Et je me relève. Accepter, cependant, prendra du temps. Je caresse sa crinière, goûtant avec délice à sa douceur. Luxray. Le lion qui toujours se bat. Moi aussi, je dois me battre. Maelys, Solène, Crystal… ils ont besoin de moi. J’ai aussi besoin d’elles, maintenant que je sais. Je n’ai plus de remords à me mêler au conflit. Même que je suis impatiente d’en finir. Avant de quitter cet endroit, cependant, je me dirige vers les bureaux administratifs pour fouiller les bureaux de dossiers, dans l’espoir de retrouver le mien. Introuvable. Les classeurs ont été vidés depuis longtemps, depuis très très longtemps. Shadaya ne m’abandonne pas. Elle sait maintenant que je ne m’arrêterai pas à cet orphelinat sans réponses. Je dois savoir. Je dois savoir pourquoi, même si c’est douloureux. Je dois voir le visage de ce qui aurait pu pour me comprendre. Pour cesser de me chercher et me réfugier dans des mondes de faits rapportés et de journalisme. Je ne pourrai exceller qu’une fois que j’aurai compris, pleinement et que j’aurai assumé.

Je suis la lionne électrique hors de la bâtisse, tournant le dos à un passé pas très éloigné. À cette Mercedes qui a posé le pied sur cette île pour la première fois. Celle-ci génère, produit une force électrisante. J’ai faim d’investissements, de contacts, j’ai faim de changement, j’ai faim de vivre. Mes pas se font pressants et je rejoins Galia en courant avant de retirer la carte du Nord d’Enola de ma poche.

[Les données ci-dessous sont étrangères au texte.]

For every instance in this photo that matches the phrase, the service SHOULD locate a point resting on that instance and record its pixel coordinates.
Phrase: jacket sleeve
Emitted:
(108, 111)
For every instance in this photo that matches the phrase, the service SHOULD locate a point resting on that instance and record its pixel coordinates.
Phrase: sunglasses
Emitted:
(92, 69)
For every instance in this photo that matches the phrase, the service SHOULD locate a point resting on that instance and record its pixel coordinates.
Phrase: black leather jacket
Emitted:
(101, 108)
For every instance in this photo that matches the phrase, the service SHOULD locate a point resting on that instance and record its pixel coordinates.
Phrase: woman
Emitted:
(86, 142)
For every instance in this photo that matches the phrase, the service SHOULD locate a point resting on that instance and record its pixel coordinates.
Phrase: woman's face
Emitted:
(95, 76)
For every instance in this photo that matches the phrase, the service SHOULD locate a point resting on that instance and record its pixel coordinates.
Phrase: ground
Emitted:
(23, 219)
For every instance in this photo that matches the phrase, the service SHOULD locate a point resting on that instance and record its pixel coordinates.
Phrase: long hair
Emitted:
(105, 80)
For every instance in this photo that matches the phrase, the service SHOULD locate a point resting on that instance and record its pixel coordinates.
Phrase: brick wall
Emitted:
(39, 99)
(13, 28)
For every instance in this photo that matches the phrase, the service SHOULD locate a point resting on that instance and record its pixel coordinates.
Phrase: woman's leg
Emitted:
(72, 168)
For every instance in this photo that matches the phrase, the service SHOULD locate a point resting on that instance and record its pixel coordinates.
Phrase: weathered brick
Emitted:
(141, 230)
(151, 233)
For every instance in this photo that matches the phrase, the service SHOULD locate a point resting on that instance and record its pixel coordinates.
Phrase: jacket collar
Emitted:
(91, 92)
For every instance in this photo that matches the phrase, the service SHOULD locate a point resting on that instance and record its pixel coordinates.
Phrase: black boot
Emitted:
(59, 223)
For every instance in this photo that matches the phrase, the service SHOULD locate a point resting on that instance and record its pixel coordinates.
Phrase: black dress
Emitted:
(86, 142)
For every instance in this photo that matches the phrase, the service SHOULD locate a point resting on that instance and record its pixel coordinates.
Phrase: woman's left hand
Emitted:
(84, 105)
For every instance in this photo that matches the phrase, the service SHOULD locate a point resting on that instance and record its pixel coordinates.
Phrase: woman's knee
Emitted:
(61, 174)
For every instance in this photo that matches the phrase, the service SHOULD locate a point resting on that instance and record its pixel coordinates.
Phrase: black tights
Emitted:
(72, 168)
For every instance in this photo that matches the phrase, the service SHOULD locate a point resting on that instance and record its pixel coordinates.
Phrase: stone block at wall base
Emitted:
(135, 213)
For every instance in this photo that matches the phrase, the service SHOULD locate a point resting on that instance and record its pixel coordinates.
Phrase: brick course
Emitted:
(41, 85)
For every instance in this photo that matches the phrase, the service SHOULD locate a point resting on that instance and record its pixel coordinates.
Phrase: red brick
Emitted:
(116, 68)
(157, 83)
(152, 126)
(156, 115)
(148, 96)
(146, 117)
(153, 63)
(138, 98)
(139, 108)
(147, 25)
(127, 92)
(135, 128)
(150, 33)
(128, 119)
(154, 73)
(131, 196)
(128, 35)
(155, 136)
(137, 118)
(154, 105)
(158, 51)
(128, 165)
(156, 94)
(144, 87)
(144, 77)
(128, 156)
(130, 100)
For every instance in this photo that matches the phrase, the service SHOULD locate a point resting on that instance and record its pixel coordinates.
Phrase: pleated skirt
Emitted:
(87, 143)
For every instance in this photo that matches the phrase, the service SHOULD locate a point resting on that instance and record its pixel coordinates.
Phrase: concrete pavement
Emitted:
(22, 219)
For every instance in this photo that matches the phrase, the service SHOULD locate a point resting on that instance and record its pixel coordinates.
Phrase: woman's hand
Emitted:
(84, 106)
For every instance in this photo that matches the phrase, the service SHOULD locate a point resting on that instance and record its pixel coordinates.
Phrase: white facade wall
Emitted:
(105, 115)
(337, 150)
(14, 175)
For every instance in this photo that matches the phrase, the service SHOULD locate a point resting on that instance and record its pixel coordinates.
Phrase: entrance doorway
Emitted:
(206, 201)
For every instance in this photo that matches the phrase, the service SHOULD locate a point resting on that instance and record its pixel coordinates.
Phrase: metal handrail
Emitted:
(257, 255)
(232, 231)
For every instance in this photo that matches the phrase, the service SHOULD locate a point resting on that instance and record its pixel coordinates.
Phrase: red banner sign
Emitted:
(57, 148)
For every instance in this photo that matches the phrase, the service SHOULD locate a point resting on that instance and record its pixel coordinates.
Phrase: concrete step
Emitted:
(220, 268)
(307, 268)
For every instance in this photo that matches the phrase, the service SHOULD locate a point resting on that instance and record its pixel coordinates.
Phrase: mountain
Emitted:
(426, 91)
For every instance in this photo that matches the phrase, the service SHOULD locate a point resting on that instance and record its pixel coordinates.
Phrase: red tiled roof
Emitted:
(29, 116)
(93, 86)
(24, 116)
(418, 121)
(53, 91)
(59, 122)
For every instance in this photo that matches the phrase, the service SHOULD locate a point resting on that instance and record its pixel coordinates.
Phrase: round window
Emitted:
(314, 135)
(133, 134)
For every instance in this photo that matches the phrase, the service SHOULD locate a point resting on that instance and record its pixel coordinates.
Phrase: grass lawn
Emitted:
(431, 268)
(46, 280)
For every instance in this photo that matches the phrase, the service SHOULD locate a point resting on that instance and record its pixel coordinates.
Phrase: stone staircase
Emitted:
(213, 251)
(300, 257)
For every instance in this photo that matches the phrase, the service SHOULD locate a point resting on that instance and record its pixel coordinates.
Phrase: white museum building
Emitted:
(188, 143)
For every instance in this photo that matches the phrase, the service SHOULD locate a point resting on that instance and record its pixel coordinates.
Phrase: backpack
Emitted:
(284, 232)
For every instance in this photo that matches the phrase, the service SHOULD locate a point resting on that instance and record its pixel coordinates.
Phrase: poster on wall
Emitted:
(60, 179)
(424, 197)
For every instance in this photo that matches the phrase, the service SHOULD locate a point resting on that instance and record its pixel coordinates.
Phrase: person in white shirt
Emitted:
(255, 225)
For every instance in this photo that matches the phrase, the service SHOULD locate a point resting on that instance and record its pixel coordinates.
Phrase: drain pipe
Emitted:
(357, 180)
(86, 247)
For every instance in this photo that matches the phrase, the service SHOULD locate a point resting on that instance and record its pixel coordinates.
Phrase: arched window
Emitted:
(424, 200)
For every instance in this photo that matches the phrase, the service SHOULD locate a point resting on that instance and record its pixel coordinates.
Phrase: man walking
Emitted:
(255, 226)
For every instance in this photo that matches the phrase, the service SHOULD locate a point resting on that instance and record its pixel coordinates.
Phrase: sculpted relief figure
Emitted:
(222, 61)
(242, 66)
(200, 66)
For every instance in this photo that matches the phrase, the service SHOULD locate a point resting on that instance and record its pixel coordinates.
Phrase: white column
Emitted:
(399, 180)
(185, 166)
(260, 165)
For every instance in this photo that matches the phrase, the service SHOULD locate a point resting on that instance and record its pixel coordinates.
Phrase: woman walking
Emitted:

«Je sais où il est, Galia. Ces routes, non réparées depuis cinq ans… C’est là qu’ils les gardent emprisonnés.»

La réponse, venue d’elle-même, telle une évidence. Le fruit d’une investigation de plusieurs semaines dont la venue de la photo a rendu pressente. La réponse, venue d’elle-même changer tant de vies, tant d’espoirs. J’attrape sa main et je me sens comme aspirée dans un long tunnel, je perds pied avant de retrouver mon équilibre sur un sol meuble. La téléportation. Je ne m’y habituerai jamais vraiment. Je remercie la Gardevoir qui reste près de moi pour assurer ma sécurité. Une clôture électrique se tient là, confirmant toutes mes hypothèses. L’endroit est piqué de soldats. Mon ordinateur est sorti en quelques secondes et déjà, je cherche à m’infiltrer dans leur système. Je ne suis pas des plus douées, ainsi je me butte à plusieurs obstacles qui rendent la chose impossible. Il me faudra improviser… mais comment? Je rage. Je sais que la prison secrète se trouve ici, mais comment être certaine que Damien y est incarcéré? Des bruits de pas attirent mon attention et je me précipite vers l’arbre le plus près pour m’y dissimuler. Heureusement, la végétation luxuriante me dissimule du regard des deux soldats qui approchent, en discutant gaiment. Je tends l’oreille, car un nom me parvient. Dip. Le surnom de Damien. Ils parlent de lui!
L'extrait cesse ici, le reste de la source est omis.